One of the materials he gave her was the video now known as Collateral Murder. It shows an episode from 2007, in Baghdad. The staff of an American Army Apache helicopter enthusiastically massacres, as in a video game, twelve Iraqi civilians. Among them were two journalists from the Reuters agency who were walking peacefully down a street, and who the staff would later try to pass off as terrorists in a typical case of false positives. The other side of that story is significant. Because of that video and similar materials, Trump is asking for Assange’s extradition. But later he granted a presidential pardon to the Blackwater mercenaries, condemned precisely for massacring fourteen civilians in a Baghdad square in 2007. As a result, Trump considers the crime committed forgivable, but severely punishable for denouncing it.

Discovered for her leaks, Manning is accused of 22 offenses and is dishonorably discharged. One of his transgressions warrants a death sentence: treason for helping the enemy. Reduced to total confinement in a maximum security facility, she is released after seven years, after having led a hunger strike and committed two suicide attempts.

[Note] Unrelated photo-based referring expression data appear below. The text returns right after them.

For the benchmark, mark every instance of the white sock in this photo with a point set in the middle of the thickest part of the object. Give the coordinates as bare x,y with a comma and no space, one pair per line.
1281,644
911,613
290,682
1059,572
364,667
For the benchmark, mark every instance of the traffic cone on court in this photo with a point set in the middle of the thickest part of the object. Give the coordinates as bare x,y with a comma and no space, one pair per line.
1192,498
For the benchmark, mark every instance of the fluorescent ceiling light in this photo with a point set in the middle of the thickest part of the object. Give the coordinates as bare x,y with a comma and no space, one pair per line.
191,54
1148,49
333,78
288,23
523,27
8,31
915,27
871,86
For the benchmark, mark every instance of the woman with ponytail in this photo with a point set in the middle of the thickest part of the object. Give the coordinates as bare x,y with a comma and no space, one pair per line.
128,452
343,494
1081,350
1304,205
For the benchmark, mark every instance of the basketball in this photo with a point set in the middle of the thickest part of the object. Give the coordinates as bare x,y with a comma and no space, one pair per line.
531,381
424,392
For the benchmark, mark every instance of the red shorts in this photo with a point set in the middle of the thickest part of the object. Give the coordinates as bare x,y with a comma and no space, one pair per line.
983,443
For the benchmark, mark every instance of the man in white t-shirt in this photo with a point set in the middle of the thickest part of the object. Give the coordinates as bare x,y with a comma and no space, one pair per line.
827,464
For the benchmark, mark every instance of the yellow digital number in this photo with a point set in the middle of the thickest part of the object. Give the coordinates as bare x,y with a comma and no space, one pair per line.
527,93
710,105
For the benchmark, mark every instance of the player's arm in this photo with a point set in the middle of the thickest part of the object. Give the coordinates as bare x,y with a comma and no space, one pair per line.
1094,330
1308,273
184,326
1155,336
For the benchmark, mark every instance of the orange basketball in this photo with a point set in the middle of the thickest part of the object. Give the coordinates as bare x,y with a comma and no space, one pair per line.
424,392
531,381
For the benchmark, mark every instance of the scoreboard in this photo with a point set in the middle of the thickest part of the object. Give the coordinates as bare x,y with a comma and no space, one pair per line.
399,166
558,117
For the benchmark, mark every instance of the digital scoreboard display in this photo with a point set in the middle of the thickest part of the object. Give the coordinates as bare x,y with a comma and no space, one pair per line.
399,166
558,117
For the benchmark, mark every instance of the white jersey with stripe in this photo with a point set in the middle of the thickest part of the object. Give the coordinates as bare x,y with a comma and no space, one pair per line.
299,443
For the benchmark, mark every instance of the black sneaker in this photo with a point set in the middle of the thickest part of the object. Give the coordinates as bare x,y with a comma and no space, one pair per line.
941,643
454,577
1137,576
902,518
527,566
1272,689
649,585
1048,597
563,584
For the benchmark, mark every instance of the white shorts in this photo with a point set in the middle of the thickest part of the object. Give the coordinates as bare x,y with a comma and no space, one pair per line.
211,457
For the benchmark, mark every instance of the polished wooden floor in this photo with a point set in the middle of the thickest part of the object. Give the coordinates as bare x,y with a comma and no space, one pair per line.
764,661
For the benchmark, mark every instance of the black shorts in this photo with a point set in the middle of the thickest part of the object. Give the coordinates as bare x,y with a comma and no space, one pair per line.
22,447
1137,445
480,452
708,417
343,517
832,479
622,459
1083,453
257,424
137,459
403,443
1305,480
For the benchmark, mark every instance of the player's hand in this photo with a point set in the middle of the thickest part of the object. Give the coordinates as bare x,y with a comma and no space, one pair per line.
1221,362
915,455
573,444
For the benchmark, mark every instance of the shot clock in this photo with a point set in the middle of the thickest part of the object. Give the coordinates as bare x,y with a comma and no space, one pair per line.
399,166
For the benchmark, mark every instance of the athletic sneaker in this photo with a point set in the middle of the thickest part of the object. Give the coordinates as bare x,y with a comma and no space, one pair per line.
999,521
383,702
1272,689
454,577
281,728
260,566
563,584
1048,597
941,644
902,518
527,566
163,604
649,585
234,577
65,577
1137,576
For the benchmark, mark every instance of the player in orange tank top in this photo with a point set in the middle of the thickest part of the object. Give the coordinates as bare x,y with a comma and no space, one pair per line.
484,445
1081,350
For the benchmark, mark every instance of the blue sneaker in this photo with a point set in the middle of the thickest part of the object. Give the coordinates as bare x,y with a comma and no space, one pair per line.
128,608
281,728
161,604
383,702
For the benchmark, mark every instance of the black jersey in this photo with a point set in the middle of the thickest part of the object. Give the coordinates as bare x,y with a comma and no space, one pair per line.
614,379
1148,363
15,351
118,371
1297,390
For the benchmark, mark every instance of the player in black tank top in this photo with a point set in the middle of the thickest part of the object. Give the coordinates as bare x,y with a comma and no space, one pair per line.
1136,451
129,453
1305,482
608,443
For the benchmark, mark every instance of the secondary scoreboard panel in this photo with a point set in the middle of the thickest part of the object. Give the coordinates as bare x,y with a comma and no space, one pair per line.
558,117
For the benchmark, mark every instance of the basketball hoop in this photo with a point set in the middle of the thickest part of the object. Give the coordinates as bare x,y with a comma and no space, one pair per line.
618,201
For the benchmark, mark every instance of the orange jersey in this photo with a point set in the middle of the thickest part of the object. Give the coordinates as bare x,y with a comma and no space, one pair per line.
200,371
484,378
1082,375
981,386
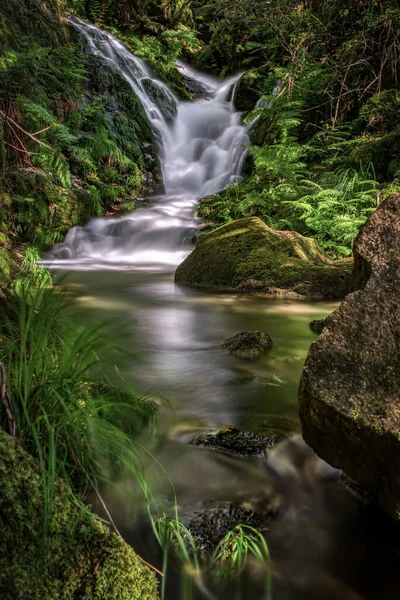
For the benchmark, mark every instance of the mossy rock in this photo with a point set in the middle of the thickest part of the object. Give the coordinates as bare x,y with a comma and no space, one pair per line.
83,559
247,255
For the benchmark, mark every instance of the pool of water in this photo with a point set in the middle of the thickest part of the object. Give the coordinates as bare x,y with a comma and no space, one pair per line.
175,333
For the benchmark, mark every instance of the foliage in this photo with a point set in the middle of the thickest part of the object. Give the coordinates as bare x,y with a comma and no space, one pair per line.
210,573
83,559
67,413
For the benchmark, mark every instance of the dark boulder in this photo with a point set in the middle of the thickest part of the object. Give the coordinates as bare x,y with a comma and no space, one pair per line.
350,389
248,344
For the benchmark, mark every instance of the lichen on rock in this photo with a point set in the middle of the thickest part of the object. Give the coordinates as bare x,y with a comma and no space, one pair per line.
247,255
82,559
350,389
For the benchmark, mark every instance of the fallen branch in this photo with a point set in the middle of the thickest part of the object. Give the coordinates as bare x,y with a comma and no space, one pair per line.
32,136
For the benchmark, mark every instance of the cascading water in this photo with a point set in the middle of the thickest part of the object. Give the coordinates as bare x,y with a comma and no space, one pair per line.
202,146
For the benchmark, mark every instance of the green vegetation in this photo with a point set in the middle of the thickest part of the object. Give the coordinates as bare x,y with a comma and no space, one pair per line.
321,94
247,255
83,559
209,573
67,413
326,143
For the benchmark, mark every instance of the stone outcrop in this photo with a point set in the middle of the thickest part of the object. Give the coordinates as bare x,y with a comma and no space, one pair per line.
350,389
247,255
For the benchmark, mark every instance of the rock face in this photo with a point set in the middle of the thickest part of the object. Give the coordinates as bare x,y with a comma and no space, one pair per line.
350,390
248,344
247,255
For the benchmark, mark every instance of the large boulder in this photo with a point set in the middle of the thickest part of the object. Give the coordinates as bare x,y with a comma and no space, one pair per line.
247,255
350,389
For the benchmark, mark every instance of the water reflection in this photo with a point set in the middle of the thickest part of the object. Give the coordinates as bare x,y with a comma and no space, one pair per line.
175,332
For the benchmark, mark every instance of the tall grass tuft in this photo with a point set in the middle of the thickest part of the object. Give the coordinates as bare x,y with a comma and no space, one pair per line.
67,413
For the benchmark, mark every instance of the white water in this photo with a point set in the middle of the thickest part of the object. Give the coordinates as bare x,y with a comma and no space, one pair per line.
202,146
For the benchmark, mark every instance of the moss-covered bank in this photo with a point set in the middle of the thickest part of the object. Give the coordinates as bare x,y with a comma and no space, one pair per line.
83,559
249,256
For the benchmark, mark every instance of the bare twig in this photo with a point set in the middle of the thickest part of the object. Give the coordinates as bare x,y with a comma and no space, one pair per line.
5,400
32,136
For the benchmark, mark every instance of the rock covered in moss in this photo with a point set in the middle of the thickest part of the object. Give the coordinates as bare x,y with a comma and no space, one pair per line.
317,326
350,389
247,255
83,559
235,441
210,524
248,344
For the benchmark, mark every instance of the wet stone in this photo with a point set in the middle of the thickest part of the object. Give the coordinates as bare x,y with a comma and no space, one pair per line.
242,443
317,326
211,524
247,344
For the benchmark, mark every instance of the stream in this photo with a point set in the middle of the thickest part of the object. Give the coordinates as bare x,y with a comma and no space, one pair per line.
120,271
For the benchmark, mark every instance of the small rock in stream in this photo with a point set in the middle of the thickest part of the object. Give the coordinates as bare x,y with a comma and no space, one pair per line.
211,524
244,443
317,326
248,344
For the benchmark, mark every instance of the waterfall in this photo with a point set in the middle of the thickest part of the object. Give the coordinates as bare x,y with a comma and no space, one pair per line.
202,147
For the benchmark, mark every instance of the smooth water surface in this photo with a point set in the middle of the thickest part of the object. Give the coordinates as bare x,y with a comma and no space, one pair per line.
175,332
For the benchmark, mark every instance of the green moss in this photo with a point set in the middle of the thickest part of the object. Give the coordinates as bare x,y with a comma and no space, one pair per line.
247,254
83,560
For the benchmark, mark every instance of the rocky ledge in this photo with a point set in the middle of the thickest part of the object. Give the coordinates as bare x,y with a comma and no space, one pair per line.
350,389
247,255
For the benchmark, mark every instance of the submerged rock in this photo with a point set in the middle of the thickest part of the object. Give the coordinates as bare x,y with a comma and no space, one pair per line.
248,255
83,558
248,344
233,440
350,389
317,326
211,524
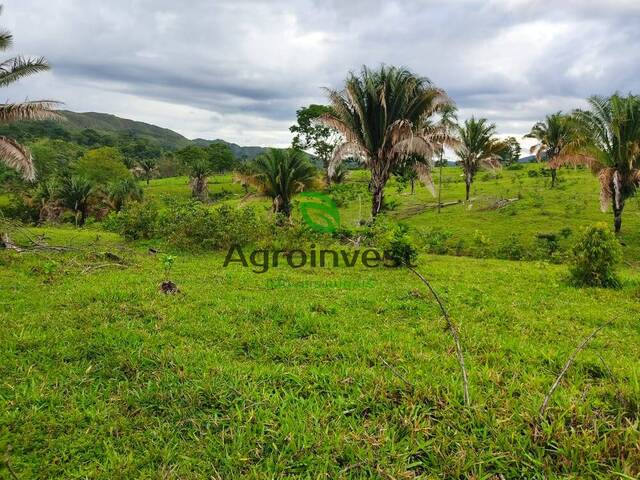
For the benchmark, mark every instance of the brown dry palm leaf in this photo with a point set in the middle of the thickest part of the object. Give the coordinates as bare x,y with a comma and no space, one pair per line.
17,157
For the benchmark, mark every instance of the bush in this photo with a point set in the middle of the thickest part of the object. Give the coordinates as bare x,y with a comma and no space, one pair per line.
394,240
595,256
136,221
194,226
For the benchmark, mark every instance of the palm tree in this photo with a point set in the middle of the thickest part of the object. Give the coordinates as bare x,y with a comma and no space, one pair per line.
123,191
75,193
12,153
282,173
148,165
382,116
554,136
608,141
478,149
448,122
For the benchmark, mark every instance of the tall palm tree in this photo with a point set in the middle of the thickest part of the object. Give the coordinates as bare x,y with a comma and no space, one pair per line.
608,141
554,136
282,173
382,116
12,153
448,122
478,149
75,193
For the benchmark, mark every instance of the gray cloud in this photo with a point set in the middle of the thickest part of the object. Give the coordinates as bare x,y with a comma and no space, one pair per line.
239,69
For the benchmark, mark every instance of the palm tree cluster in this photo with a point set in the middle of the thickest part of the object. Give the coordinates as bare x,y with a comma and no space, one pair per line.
13,69
384,117
606,138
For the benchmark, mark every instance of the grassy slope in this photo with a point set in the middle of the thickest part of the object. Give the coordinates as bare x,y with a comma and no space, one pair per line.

In 2013, the programmer prodigy of North America, Aaron Swartz, known as the Son of the Internet, considered that it was a miserable attitude not to share knowledge as he had received in elite universities. He was arrested on four charges of computer fraud and attempting to publish private databases. The State increased the initial penalty from one million dollars and 35 years in prison to four million and 50 years. Such was the pressure, so overwhelming was the dead end, that Swartz committed suicide by hanging himself from a rope, as in the macabre game of hangman.

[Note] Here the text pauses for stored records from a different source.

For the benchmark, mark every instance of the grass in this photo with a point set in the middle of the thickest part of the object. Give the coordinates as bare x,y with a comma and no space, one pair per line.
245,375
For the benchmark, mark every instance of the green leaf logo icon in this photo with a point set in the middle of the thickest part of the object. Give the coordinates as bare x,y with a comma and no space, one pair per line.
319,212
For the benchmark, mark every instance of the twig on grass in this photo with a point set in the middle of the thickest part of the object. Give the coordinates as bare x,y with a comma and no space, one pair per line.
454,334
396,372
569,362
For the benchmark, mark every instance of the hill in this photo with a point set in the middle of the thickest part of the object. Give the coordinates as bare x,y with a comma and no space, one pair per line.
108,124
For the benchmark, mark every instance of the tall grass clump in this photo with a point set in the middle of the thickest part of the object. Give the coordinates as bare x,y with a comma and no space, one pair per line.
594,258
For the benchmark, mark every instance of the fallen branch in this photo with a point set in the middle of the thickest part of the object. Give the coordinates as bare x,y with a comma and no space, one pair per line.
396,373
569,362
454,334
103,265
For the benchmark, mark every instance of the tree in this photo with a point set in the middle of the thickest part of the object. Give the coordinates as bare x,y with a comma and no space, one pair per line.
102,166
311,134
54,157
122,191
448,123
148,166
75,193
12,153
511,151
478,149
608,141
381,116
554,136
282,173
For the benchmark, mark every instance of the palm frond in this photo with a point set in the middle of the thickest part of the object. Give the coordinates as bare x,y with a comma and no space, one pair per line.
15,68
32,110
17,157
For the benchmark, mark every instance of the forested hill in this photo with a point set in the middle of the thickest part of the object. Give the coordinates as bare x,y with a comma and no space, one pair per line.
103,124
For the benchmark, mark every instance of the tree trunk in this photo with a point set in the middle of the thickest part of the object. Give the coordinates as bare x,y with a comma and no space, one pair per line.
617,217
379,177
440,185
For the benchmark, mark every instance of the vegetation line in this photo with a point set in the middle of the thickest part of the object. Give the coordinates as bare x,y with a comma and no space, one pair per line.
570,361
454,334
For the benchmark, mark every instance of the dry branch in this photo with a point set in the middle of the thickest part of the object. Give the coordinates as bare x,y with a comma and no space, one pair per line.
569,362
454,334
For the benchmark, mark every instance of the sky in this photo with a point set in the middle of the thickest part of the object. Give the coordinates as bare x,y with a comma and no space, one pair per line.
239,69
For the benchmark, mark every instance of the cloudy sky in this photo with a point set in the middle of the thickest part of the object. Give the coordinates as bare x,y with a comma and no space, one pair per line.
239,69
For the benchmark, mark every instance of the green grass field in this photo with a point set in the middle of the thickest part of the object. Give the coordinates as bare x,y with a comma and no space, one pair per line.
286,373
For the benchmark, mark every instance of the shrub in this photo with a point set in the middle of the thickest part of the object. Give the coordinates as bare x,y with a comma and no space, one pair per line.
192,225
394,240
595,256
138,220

Thousands of anonymous people, enraged by Swartz’s forced suicide, unleashed a barrage of cyber-attacks against intelligence agency websites. Urged to set an example, and to give a name to an anonymous crowd, Justice chose as a victim Lauri Love, a young British hacker and autistic named none other than Love. Love had been doing severe computer hacking with a computer he kept hidden in a closet in his parents’ home in London, and was arrested on charges of massive theft of official data. In clear precedent of what has just happened with Assange, England denied his extradition on mental health grounds that would lead him to extreme depression and suicide.

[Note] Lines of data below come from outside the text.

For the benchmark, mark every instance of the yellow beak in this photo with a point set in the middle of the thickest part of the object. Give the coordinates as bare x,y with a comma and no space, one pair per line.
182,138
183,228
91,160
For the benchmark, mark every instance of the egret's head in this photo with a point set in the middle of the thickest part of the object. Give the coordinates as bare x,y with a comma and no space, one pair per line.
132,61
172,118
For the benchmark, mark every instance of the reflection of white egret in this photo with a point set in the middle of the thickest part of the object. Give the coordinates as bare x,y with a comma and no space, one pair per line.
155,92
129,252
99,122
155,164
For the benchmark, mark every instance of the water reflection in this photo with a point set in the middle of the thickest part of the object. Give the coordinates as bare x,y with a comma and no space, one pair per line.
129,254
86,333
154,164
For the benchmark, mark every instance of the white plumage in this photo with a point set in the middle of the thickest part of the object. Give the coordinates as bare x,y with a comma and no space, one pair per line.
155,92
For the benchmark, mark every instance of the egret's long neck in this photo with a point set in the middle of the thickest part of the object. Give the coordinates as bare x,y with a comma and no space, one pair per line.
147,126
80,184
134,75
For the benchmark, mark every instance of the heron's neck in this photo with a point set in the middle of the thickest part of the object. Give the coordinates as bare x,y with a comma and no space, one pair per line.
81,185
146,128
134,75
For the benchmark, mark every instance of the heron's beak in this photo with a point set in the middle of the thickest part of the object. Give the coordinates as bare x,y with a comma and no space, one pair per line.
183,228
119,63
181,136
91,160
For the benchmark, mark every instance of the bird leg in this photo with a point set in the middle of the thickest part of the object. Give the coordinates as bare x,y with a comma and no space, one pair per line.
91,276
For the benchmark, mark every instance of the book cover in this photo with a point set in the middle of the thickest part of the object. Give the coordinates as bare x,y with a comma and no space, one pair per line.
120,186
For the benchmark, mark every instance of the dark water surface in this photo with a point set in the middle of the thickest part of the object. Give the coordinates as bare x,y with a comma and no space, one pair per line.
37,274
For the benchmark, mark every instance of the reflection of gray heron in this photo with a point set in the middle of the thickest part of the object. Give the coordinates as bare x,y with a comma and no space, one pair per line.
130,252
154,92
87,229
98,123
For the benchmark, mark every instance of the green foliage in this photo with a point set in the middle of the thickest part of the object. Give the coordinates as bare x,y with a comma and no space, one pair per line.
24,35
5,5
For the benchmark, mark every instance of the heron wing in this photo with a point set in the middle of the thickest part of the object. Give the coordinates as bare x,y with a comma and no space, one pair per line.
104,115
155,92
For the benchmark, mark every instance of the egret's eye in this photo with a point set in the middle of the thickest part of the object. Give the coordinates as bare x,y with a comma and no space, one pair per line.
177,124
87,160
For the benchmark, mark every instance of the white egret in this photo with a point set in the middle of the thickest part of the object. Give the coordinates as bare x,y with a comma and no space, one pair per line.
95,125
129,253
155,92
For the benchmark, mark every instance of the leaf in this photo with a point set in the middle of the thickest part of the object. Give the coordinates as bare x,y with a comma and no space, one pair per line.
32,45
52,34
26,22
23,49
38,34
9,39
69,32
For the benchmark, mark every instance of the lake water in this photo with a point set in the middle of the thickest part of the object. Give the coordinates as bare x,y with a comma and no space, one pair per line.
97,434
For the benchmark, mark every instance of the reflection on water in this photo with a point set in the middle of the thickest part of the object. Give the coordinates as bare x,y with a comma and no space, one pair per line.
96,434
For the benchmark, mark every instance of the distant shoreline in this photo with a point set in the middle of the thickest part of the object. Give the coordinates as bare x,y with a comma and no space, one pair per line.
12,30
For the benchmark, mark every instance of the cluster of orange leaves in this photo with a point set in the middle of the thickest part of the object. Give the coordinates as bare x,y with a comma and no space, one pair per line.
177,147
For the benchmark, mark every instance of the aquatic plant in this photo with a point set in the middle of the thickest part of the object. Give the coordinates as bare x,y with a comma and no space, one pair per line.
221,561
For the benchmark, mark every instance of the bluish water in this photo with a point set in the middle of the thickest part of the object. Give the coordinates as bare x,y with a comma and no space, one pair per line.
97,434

Enter now into the scene of Typhoon, the Rage of the Whip and the Burial in Life. The third death. Assange has been exempted from extradition, but denied parole, and remains in Belmarsh prison, the English Guantanamo, where he has been held for the past three years, confined 23 hours a day in total isolation and sensorial deprivation. In his cell, his fight against Typhoon is constant. If he wants to survive, he must keep her at bay. Yanis Varoufakis, who visited him in Belmarsh last June, could see how he resists minute by minute, determined to preserve at all costs his integrity and lucidity. “As soon as I let go of my guard, I lose it,” he told Varoufakis. Pedro Miguel, from the Mexican newspaper La Jornada, knows Assange personally and believes that “no one is better prepared than he is for the situation he has to face”.

They accuse me of being a demon, a monster. The phrase is from Assange himself. But monster comes from showing. Monster is the one who shows, and Assange’s ordeal shows us how Power manipulates Justice. Any of the three forms of death applied to Assange would be a coup de grace for the freedom of the press. To see him alive, lucid and free is the battle of his vast solidarity network, and of every journalist, researcher, informant, filter, writer, artist, academic or hacker who believes in the right to inform and be informed. And that revealing the truth cannot be a cause of death.